NPR reports that some lawmakers are pushing legislation that would loosen those long-standing federal regulations, making silencers easier to buy for the general public. Rep. Jeff Duncan (R-South Carolina) proposed the Hearing Protection Act of 2017 in January and it has been referred to the House Subcommittee on Crime, Terrorism, Homeland Security, and Investigations. “This legislation is about safety — plain and simple,” Duncan said, in a statement after the bill was introduced. “I can’t tell you how better off the shooting sports enthusiasts would be if we had easier access to suppressors to help protect our hearing.” The silencer industry, gun-advocacy groups, and some shooting-sports groups are in support of the legislation. They argue that the silencer is unfairly regulated and vilified.

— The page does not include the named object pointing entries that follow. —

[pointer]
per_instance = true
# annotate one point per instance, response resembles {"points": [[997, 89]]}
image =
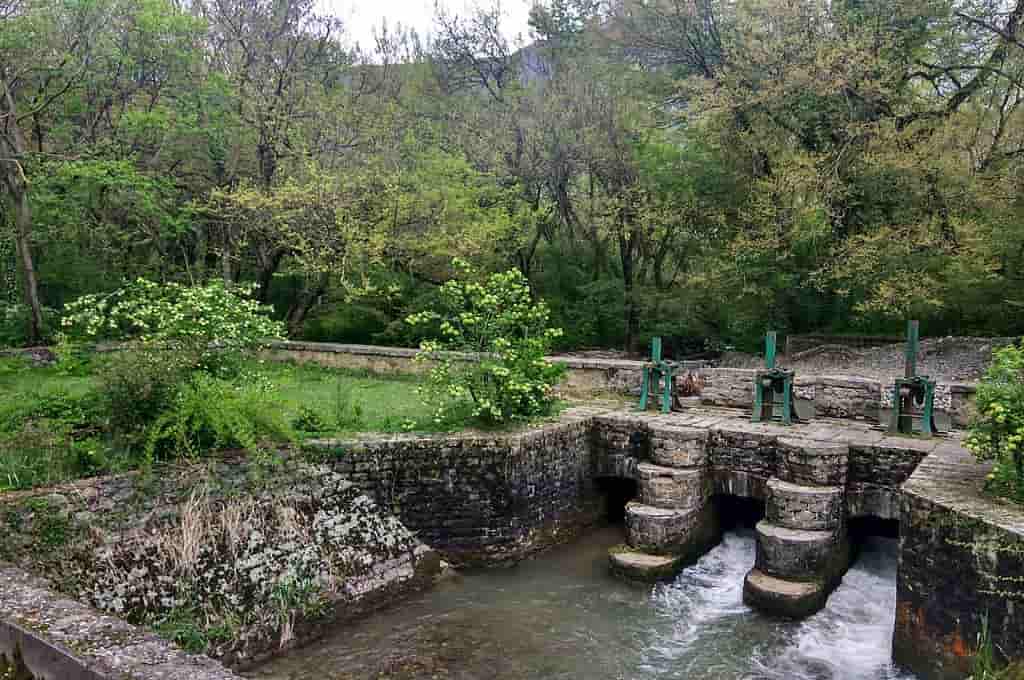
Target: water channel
{"points": [[563, 617]]}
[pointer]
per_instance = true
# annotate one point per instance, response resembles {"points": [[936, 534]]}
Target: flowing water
{"points": [[562, 615]]}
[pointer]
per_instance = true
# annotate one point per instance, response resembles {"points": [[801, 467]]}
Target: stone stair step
{"points": [[678, 448], [803, 507], [800, 554], [643, 566], [667, 530], [673, 487], [782, 597], [813, 463]]}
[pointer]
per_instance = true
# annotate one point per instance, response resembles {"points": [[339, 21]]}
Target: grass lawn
{"points": [[54, 426], [347, 400]]}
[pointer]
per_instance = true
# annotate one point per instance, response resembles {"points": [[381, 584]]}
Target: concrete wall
{"points": [[818, 396], [480, 499], [267, 551], [961, 559], [743, 456]]}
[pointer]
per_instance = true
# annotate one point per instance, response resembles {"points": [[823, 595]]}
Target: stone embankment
{"points": [[673, 522], [284, 547], [838, 392], [961, 568], [239, 558], [803, 549]]}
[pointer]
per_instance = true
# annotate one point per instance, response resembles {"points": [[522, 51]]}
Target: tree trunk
{"points": [[12, 150], [627, 252], [306, 301], [23, 244]]}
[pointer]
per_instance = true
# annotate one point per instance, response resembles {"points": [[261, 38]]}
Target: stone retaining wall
{"points": [[256, 556], [480, 499], [818, 396], [961, 560], [743, 456]]}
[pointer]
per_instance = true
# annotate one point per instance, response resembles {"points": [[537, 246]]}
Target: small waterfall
{"points": [[851, 638]]}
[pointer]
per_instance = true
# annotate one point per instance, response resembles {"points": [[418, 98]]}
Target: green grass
{"points": [[54, 428], [347, 400]]}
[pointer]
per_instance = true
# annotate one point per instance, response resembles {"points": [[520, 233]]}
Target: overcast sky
{"points": [[363, 15]]}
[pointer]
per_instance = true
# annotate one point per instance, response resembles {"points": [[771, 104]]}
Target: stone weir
{"points": [[811, 477]]}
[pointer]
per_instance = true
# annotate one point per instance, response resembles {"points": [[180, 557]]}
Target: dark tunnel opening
{"points": [[735, 512], [616, 493]]}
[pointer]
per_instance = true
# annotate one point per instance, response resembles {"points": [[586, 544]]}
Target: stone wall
{"points": [[961, 560], [480, 499], [743, 456], [47, 636], [251, 557], [817, 396]]}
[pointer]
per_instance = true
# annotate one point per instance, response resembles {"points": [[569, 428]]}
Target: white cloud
{"points": [[361, 16]]}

Gun-control groups and congressional Democrats are pushing against the legislation, citing recent mass shootings and assassinations of police as examples of why guns should be loud and their sound recognizable. David Chipman, a senior policy adviser at Americans for Responsible Solutions and a retired twenty-five-year ATF veteran, says a silencer is “a threat to public safety.” He mentions the case of Christopher Dorner, a former Los Angeles police officer who used silencers during a two-day killing spree; though statistics shows that Dorner’s case is a rare one. Data from the ATF finds that from 2012 to 2015, 390 silencers were recovered from crime scenes; 600,000 pistols were recovered over the same period.
Chipman and gun-control groups argue that the reason silencers are so rarely used in crime is because they have been heavily regulated since the 1930s. “Right now the system seems to be working,” Chipman says. “…so why fix what’s not broke?”
Jason Schauble, the chief revenue officer at SilencerCo, says there is a misconception about the purpose of the silencer. “Most people know what they see in movies,” adding “And they see, oh, it’s always a spy, you know, somebody who’s involved in some sort of combat scenario [using them]. And then also, the sound that it makes is very, very quiet compared to what really happens.”
He argues that a silencer is “essentially a muffler for a gun,” it doesn’t silence a gunshot, it only suppresses it. “It’s still loud enough to hear,” Schauble says. “It’s just not loud enough to do permanent damage to your hearing, which is what most people who shoot and hunt are looking for.”